Experimental and human data indicate that infiltration of immune cells into the kidney is important in the development of hypertension and kidney disease. Preliminary data in this proposal indicate that infiltrating T cells in the kidney are activated, that they can serve as a source of elevated cytokines and AngII, and that adoptive transfer of the activated, infiltrating cells harvested from the kidney of diseased Dahl SS rats ca mediate disease in donor animals. Moreover, preliminary data from unique animal models developed for this application in which recombination activating gene 1 (Rag1) or CD247, two important genes in immune cell signaling have been genetically mutated in the Dahl SS genetic background, supports the concept that infiltrating T cells in the kidney can mediate hypertension and renal disease. Of particular note, genetic association studies indicate that CD247 is important in hypertension and kidney disease in humans. This unique translational aspect of the proposal emphasizes the important link between the experimental observations made in animals in this proposal and human disease. These novel data demonstrate the importance of infiltrating immune cells in the kidney in the development of salt-sensitive hypertension and renal damage. It is not known, however, what immune cell type(s) is/are important in the response or what factors mediate the hypertension and renal damage. We propose that the infiltrating cells, specifically T lymphocytes, exert deleterious actions by releasing vasoactive factors (cytokines and/or AngII) in the kidney to exaggerate the ongoing disease process. Experiments in this proposal will test the general hypothesis that CD247, a gene associated with human hypertension, affects hypertension and renal disease by altering T lymphocyte infiltration and activation in the kidney. As a corollary to this hypothesis, we propose that the infiltrating immune cells act by increasing intrarenal cytokines and AngII which affect kidney function. This hypothesis will be tested in three mechanistically-based, Specific Aims.
Aim 1 will test the hypothesis that CD247 mediates infiltration of T cells into the kidney in Dahl SS rats.
Aim 2 will test the hypothesis that infiltrating T cells produce proinflammatory cytokines (i.e. IL-6) and AngII in the kidney during salt-sensitive hypertension and kidney damage in Dahl SS rats.

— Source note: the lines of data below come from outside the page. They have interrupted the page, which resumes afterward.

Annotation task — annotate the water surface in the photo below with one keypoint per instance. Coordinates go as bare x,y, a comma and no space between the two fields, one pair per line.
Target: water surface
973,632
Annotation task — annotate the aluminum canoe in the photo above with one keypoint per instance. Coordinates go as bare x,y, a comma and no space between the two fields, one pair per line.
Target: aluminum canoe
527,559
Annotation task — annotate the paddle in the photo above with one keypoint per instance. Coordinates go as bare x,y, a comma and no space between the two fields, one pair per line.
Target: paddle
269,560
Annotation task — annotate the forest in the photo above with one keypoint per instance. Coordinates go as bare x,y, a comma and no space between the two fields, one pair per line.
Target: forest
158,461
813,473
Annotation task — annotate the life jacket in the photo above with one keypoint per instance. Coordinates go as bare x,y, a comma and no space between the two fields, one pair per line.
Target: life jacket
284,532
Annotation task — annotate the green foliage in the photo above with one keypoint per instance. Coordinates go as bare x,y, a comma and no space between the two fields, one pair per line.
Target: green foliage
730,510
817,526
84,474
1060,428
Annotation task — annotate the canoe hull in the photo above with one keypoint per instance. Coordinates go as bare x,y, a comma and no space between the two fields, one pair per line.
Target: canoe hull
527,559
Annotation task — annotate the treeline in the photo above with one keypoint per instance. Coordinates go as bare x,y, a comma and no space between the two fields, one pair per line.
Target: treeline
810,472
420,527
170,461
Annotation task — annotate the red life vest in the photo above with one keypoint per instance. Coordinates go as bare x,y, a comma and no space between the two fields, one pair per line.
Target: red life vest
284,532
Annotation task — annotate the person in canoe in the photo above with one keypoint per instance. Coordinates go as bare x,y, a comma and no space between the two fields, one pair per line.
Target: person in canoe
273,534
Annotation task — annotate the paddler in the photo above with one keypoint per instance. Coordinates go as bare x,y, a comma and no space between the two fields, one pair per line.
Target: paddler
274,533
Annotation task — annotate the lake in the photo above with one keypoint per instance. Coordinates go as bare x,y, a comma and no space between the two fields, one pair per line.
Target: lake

Aim 3 will test the hypothesis that intrarenal IL-6 and AngII participate in the development of salt-sensitive hypertension and renal damage in the Dahl SS rat by altering renal function. These integrative aims will address this hypothesis using a comprehensive approach ranging from cellular and molecular mechanisms to whole animal physiology and pathophysiology and utilize animal models specifically developed for this proposal.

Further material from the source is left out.